Deja Vous!

As we set eyes on our home after sixteen months away our hearts were racing; excited at the prospect of being home apprehensive at what we’d find, relieved she was still in the boat yard, not so thrilled about the prospect of having to reverse the laying up. The first thing we spied after her bow peeping out from behind another Jeaneau was that her bottom had been painted a fresh brilliant blue, communication with Spice Island Marine from literally the other side of the planet and a 12 hour time difference had been sporadic and requests for a quote for various tasks had not been clearly answered. A quick visit to the office enlightened the skipper, Temptress had a new stern gland and was antifouled the previous week in expectation of our arrival! At least we could cross those off our to do before launching list.

On board was a tip, deliberately so as we’d left her with cushions raised, sails stowed on cabin floors and lockers open so air would flow around and the buckets of dehumidifier crystals strategically left in every cabin could do their job. These buckets had been replenished from time to time by  Island Dreams, the guardinage company we’d employed to check on her twice a month. After all that time there was scarcely any problem with mould and mildew, or at least nothing we’ve yet found. However the downside was the dust; underfoot the cabin soles felt gritty, every surface left fingers grubby and you could surely grow potatoes on top of items in the cockpit lockers or in the scuppers! 

In a state of Deja Vous we were both reminded of Temptress when we first took ownership of her back in March 2000; a similar period on the hard in the Hamble waiting for a new owner meant that back then we spent several months cleaning and scrubbing every inch inside and out. At least this time there could be no lockers full of bits of polystyrene to contend with (we suspect the previous owners hated rattles) and the sprayhood had been stowed below so wasn’t sprouting rosebay willowherb from its folds! Plus the years have taught us the fastest ways to clean her.

The task list was daunting (it reached its zenith at forty items) but with no deadlines we dismissed any pressure and set too prioritising those tasks that were required before launching (new batteries, engine service, stowing stuff away ready for sea) and those it was easier to do with the boatyard facilities (washing the mud off the decks with a hose, filling the water tanks, charging various electronics). As we fast as we ticked things off new projects came to light – the galley drain hose had split, the fuel can for the generator and the large trugs used for laundry had succumbed to the tropical heat. Sheets and pillow cases and some clothing had turned a nasty yellow, smelling as if they had’t been laundered in years. Internet research showed this is due to using non-bio powder and mainly cold fill machines, we now own a large supply of OxiClean to try and rectify matters. Then, whilst servicing the seacocks we discovered the aft head outlet one, replaced in Lanzarote,  was moving so needed rebedding, a task for the yard as we’ve not a big enough wrench. 

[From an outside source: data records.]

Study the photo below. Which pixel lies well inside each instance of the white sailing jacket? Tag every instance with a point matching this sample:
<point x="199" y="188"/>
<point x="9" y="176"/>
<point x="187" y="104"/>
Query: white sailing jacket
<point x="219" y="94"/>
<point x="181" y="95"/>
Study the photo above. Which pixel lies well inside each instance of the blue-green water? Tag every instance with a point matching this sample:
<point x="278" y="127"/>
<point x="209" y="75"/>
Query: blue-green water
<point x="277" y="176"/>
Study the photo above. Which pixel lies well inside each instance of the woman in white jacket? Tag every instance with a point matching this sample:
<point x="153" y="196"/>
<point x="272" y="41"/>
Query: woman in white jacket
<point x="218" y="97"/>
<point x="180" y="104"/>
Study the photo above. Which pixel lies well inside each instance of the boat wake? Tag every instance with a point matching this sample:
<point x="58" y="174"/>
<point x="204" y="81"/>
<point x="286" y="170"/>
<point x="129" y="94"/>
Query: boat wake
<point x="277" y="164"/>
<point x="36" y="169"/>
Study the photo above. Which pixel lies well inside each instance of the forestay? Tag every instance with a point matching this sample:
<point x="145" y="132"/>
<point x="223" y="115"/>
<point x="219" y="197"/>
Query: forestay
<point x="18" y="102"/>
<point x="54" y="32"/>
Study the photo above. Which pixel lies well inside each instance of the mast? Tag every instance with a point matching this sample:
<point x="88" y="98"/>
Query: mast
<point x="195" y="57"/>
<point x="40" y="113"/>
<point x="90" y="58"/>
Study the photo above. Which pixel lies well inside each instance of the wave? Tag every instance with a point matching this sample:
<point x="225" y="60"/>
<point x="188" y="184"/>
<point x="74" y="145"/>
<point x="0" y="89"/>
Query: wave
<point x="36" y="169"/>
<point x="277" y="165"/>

The new USA made batteries proved taller than the European space beneath the guest bunk, requiring some woodwork to raise it a couple of inches. A trip to Ramdhanny’s was typical of Grenadian courtesy; the wood yard is out the back, a couple of hundred metres from the front door, the guys were busy but happy to greet us and advise from on top of the stacks of timber. Once you have the codes for your purchases, you walk back to the entrance to pay, then back again with the receipt to collect your goods. Darren, the Northern Brit manager of the Tikki Bar and Timbers restaurant was doing the same to-ing and fro-ing, good humouredly teasing the cashier and joking about not needing to go to the gym if you shop here. As if we required more exercise, with our purchase too long for the bus we set off on the twenty minute afternoon walk back to the boatyard with Kevin carrying two 16 foot lengths of 2×1 over his shoulder and me a packet of woodscrews. As we negotiated the verge of Maurice Bishop Highway (the only dual carriageway on the island and it has no pavement) Darren drove past with a door tied in the back of his pickup. He stopped and offered us a lift. I climbed in the cab, Kevin stood in the back holding our lengths of wood which projected over either end of the pickup. With a cheery “I’ll drive steady” Darren pulled on to the highway, five minutes later a rather wind blown Kevin was unloading his lumber purchase beside Temptress. Just another Caribbean experience!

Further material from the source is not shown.